Brian Nielsen from Northwestern University

A session on the Blackboard building block developed at Northwestern that integrates Blackboard and Google: Bboogle.

Brian created a BbWorld Session Community Site at coursesites.com. Go to SIGN UP / “Are you a student?” Say yes, you are a student, go to Northwestern Unviersity, Cook / Brian Nelson and enter as GUEST.

What is Bboogle?

A powerful, simple building block that won the developers a Blackboard Catlyst Award in 2009. It is open source and eventually will actually be in the Blackboard Building Block Catalog by the end of this summer. It allows user to jump from Blackboard directly into Google Content. It also allows instructors to bring in Google Calendars, Docs, and Sites directly into their course. On the tools menu on the “My Courses” Page as well as the Tools Area in courses, there are links to Google Apps Docs, Google Apps Calendars, and Google Apps Sites. Site or doc is collaboratively editable! When an instructor links to a google item, by default the file sharing permission is set to facilitate collaboration.

Knowledge can be co-created by students instead of just fed to them.

I am curious as to whether this might be a building block that would work at GRCC. The ability to link students directly to a collaborative Google site to build something like a living encyclopedia during a class would be so valuable in online courses for building community and making learning active.

Lucy Suchman and Bboogle

Currently a professor at Lancaster University, studied ethnography of Xerox PARC photocopy machine users and repair staff in her dissertation research.
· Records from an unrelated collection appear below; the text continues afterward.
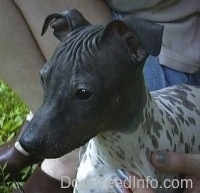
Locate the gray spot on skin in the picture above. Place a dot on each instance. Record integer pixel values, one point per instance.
(197, 111)
(193, 140)
(120, 156)
(192, 120)
(169, 137)
(154, 141)
(189, 105)
(181, 137)
(187, 148)
(180, 110)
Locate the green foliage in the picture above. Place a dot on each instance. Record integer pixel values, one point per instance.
(12, 114)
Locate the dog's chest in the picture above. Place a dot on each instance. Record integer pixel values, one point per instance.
(170, 125)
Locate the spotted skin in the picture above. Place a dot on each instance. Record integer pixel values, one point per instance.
(171, 121)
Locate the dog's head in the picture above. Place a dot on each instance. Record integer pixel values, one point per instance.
(93, 82)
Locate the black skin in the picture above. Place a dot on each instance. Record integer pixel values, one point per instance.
(88, 89)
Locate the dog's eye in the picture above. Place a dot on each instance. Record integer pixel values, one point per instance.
(83, 94)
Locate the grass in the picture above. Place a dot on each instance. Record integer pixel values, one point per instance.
(12, 113)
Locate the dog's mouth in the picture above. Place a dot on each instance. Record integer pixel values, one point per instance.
(51, 147)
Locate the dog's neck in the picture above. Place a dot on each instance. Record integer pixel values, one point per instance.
(115, 148)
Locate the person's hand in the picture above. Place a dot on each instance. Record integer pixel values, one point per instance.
(188, 164)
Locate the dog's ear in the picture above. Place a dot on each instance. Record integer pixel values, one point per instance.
(148, 33)
(64, 22)
(142, 37)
Her research on technology and human interaction is being used at Northwestern to find a more effective means of explaining Bboogle and its uses to their faculty.

The new strategy for depolyment and adoption at Northwestern is to explore with faculty what their graduate students will need to be successful and create together new types of activities where students will create collaborative projects. Using Bboogle requires thinking of teaching and learning in new ways – it is a tool for collaboration, not a tool for teaching in the traditional ways of thinking.

Future Bboogle Developments

Northwestern and the Bboogle team is looking for collaborators!

Bboogle Teams is being developed so that it may be used and included in the Blackboard Learn deployment later down the road and integrate with Blackboard groups. (Awesome!) This would allow groups to go directly into their Google Apps to build a team/group site, calendar, and documents.